2. Hitung P, S, Q, dan pf pada Percobaan 5, 6, 7, dan 8 untuk setiap kondisi berikut:


a). dengan mengabaikan efek pembebanan dan ketelitian alat ukur.
b). dengan memperhitungkan efek pembebanan alat ukur saja.
c). dengan memperhatikan ketelitian alat ukur saja.
d). dengan memperhatikan efek pembebanan alat ukur dan memperhitungkan
ketelitian alat ukur.
3. Hitung P, S, Q, dan pf pada Percobaan-9 dengan memperhatikan efek
pembebanan alat ukur.

4. Gambarkan segitiga daya berdasarkan hasil Perhitungan-2b dan Perhitungan-3 di


atas.

5. Bandingkan hasil perhitungan P pada Percobaan-4 dan 5. Apakah diperoleh hasil


yang sama? Lakukan analisa dan berikan kesimpulan.

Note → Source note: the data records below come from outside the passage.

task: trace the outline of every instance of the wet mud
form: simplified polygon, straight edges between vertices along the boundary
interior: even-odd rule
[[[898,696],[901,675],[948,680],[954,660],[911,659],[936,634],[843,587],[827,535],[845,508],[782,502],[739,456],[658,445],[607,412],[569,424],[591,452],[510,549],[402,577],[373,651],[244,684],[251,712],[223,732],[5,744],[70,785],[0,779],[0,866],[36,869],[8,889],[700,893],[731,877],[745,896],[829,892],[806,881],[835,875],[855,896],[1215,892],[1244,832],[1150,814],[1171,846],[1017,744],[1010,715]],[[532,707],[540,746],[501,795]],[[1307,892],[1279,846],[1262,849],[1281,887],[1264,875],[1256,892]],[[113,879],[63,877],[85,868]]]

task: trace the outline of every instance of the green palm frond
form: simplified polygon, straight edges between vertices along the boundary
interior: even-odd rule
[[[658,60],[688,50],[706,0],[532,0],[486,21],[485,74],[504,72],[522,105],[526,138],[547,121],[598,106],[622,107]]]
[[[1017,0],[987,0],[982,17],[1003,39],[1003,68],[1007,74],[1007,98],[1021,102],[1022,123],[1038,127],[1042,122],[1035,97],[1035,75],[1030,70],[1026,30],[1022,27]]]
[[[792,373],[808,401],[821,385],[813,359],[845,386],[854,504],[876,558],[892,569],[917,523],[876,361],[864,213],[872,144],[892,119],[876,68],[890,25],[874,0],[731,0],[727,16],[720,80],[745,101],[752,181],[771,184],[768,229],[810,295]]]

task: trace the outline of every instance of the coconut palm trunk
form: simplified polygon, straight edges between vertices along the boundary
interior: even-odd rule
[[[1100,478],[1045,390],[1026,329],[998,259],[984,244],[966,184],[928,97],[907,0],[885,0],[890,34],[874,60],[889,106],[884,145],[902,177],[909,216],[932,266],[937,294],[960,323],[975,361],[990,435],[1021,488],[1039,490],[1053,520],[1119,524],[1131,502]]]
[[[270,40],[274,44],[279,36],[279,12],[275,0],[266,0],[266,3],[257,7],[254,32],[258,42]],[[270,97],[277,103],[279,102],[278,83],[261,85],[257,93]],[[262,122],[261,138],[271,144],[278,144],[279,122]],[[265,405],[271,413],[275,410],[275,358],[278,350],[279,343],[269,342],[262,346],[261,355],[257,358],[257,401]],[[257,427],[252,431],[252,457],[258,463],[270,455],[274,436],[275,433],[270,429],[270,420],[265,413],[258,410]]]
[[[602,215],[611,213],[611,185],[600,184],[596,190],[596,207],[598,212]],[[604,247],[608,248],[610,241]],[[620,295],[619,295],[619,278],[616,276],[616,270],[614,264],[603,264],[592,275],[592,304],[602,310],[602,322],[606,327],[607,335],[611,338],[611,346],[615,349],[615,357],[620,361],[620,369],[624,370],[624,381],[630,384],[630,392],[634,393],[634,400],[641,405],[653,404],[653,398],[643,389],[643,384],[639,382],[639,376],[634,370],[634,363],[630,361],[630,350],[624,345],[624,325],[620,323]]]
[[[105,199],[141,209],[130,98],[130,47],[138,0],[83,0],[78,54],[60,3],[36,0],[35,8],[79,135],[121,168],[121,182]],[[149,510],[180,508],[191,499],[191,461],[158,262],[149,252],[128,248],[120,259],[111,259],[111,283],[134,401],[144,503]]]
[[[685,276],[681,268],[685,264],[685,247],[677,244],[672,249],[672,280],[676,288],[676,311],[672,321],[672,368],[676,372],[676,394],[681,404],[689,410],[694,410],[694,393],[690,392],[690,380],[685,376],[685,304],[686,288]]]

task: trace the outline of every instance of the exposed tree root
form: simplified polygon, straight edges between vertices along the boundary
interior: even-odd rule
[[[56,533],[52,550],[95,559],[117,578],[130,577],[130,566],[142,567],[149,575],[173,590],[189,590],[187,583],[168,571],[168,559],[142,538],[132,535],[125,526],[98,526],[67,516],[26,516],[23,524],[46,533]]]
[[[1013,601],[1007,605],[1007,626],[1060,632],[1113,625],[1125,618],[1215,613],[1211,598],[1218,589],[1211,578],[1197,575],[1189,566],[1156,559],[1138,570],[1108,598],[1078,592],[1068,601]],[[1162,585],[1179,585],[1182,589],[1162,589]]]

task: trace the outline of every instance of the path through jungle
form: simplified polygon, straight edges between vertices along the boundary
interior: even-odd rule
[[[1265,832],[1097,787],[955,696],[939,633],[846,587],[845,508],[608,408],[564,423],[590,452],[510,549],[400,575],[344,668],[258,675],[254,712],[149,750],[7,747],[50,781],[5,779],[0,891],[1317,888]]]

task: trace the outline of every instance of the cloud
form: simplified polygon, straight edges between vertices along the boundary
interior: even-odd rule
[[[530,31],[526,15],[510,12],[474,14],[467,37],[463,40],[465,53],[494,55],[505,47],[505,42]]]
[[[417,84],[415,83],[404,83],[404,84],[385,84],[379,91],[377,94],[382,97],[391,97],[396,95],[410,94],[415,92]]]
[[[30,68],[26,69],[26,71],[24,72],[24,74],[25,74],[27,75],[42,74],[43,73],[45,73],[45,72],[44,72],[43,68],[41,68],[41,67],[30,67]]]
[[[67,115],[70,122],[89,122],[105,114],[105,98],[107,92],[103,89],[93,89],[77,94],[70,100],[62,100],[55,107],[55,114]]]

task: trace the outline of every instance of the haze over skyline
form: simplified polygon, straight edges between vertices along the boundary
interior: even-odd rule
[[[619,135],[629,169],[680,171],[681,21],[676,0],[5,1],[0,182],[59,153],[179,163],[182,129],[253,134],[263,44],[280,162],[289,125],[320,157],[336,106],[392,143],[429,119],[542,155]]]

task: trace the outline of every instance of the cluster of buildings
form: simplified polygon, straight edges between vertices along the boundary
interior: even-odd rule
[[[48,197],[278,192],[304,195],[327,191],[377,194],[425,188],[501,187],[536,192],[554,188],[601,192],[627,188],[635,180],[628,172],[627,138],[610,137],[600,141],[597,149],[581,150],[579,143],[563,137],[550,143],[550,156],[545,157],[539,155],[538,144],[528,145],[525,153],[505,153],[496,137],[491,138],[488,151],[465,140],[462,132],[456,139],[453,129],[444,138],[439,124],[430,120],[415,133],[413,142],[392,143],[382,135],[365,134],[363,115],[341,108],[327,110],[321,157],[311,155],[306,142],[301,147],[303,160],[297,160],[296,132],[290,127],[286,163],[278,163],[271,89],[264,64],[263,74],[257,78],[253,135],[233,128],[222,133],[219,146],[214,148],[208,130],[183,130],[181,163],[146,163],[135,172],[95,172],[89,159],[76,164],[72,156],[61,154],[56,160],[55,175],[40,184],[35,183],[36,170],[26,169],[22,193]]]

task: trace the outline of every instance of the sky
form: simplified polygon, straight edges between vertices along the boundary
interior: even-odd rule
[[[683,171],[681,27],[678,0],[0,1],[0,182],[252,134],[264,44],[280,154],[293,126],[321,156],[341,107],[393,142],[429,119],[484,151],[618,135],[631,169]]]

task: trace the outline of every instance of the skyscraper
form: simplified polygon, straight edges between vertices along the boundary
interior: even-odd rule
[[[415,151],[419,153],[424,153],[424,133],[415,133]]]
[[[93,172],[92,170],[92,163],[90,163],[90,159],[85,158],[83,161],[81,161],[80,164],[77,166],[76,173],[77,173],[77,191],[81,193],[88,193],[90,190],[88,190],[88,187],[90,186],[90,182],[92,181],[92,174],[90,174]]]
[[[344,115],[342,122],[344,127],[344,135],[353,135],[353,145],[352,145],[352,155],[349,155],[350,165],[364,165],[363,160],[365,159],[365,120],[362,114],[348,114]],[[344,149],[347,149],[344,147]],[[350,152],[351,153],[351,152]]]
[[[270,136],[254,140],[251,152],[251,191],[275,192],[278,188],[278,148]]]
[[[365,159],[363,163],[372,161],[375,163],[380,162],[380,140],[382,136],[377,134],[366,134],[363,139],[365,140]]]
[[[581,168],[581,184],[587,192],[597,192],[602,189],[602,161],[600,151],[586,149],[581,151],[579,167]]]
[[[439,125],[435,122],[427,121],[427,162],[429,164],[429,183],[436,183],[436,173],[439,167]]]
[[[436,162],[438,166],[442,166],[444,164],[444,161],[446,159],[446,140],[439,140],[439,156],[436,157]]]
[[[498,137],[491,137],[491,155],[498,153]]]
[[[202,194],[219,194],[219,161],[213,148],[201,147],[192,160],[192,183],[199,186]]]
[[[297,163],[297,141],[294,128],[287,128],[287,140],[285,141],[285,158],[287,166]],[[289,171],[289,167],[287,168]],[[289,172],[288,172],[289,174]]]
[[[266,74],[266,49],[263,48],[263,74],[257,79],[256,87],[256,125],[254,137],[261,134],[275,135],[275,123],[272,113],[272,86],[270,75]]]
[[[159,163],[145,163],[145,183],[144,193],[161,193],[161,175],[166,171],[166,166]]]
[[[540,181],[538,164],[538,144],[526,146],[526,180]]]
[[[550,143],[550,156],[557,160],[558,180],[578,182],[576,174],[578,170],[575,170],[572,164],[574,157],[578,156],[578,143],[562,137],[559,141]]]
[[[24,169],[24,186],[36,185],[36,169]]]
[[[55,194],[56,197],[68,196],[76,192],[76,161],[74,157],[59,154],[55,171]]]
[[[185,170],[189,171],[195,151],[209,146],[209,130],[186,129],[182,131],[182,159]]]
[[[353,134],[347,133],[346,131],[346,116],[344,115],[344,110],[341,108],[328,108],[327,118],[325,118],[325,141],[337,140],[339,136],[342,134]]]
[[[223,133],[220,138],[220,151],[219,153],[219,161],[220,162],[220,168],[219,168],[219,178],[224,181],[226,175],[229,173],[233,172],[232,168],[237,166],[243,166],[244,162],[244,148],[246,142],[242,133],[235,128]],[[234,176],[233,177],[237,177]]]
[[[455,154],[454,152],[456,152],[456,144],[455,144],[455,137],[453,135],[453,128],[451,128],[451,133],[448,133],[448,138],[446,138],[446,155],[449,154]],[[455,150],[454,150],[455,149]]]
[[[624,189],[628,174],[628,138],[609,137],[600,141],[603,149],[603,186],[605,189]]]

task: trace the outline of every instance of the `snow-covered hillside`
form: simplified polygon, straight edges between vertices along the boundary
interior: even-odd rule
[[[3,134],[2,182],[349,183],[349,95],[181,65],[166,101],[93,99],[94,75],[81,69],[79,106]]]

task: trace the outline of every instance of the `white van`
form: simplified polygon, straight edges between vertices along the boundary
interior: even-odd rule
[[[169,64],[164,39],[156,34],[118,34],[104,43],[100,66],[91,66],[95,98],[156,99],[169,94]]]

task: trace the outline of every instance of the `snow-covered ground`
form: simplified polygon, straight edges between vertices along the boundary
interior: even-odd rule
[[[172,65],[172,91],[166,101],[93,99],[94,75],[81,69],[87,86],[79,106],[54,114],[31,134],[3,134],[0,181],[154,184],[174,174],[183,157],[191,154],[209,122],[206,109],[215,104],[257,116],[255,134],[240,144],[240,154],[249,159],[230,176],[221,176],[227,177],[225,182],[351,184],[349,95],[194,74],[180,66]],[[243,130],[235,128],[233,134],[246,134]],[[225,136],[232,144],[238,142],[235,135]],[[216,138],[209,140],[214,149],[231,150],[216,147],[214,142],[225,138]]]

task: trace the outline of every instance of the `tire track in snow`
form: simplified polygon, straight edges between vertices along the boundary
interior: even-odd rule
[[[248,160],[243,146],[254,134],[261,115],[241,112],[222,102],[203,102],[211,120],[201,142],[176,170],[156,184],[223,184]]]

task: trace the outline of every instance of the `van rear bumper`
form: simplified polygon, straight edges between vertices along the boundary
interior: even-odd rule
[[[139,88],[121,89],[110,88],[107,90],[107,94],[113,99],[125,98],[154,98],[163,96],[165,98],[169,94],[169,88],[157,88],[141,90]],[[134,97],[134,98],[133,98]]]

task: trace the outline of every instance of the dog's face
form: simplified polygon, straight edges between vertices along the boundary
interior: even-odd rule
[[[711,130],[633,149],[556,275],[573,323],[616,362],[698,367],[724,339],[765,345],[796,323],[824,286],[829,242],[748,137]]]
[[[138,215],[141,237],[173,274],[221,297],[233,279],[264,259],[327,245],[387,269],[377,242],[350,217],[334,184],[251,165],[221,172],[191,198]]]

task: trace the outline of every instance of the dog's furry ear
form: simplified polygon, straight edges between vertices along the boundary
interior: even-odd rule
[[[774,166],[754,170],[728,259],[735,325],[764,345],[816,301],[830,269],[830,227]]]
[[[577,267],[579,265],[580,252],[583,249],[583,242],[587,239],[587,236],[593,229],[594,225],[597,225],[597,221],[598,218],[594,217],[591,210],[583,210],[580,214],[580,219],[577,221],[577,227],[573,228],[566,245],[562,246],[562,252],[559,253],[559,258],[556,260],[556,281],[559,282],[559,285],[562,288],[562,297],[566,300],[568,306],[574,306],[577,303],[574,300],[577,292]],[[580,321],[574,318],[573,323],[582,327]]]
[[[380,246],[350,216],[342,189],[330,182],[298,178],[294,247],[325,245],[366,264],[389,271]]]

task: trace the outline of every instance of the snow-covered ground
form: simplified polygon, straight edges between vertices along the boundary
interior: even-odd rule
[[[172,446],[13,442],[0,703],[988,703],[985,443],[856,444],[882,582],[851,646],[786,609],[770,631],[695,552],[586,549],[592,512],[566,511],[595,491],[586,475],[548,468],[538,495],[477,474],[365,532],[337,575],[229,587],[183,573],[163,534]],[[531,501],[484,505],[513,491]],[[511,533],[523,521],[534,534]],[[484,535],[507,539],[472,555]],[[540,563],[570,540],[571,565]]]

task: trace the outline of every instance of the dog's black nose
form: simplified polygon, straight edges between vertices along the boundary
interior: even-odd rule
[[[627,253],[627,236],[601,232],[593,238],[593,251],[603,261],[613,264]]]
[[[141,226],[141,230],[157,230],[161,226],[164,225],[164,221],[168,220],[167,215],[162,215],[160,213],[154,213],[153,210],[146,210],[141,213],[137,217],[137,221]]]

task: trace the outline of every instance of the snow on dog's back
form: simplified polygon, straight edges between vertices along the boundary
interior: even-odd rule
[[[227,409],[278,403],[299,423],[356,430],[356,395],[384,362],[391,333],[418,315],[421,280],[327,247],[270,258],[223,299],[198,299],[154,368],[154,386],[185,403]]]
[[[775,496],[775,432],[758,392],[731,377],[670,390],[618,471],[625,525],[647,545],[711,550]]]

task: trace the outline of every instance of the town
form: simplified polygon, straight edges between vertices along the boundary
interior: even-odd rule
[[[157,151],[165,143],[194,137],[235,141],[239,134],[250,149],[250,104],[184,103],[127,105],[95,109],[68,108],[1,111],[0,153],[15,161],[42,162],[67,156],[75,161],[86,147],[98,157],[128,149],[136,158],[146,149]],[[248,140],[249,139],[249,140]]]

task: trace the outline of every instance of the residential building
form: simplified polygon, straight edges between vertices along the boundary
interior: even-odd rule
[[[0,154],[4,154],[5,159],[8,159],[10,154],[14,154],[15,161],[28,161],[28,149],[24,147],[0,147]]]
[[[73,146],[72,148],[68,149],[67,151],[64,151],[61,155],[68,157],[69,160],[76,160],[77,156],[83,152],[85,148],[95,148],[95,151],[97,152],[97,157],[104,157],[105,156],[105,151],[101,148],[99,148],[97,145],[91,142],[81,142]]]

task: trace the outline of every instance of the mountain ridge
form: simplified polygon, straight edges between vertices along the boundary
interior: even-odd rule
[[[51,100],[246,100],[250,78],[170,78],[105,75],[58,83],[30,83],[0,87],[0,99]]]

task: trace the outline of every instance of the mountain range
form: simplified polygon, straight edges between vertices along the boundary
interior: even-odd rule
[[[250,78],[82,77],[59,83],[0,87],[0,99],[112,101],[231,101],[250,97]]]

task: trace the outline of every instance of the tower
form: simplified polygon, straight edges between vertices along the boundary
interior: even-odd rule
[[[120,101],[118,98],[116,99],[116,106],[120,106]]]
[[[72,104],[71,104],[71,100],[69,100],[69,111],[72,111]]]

6. Bandingkan hasil perhitungan P dan pf pada Percobaan-5 dan 6. Apakah


diperoleh hasil yang sama? Apakah diperoleh hasil pf =1 ? Lakukan analisa dan
berikan kesimpulan.

7. Berapa persen kemungkinan kesalahan perhitungan P berdasarkan Percobaan-4;


dengan melibatkan ketelitian alat ukur dan efek pembebanan ?

8. Berapa persen kemungkinan kesalahan perhitungan P dan pf berdasarkan


Percobaan-5, 6, 7, dan 8 dengan melibatkan ketelitian alat ukur dan efek
pembebanan ?

9. Berdasarkan percobaan yang telah anda lakukan dan berdasarkan analisa


terhadap data yang telah anda peroleh, laporkan hasil pengukuran P dan pf
secara benar !

10. Berdasarkan hasil percobaan yang telah anda lakukan, mana yang lebih dominan
kontribusi kesalahannya, kesalahan akibat efek pembebanan atau kesalahan
akibat akurasi alat ukur? Berikan penjelasan.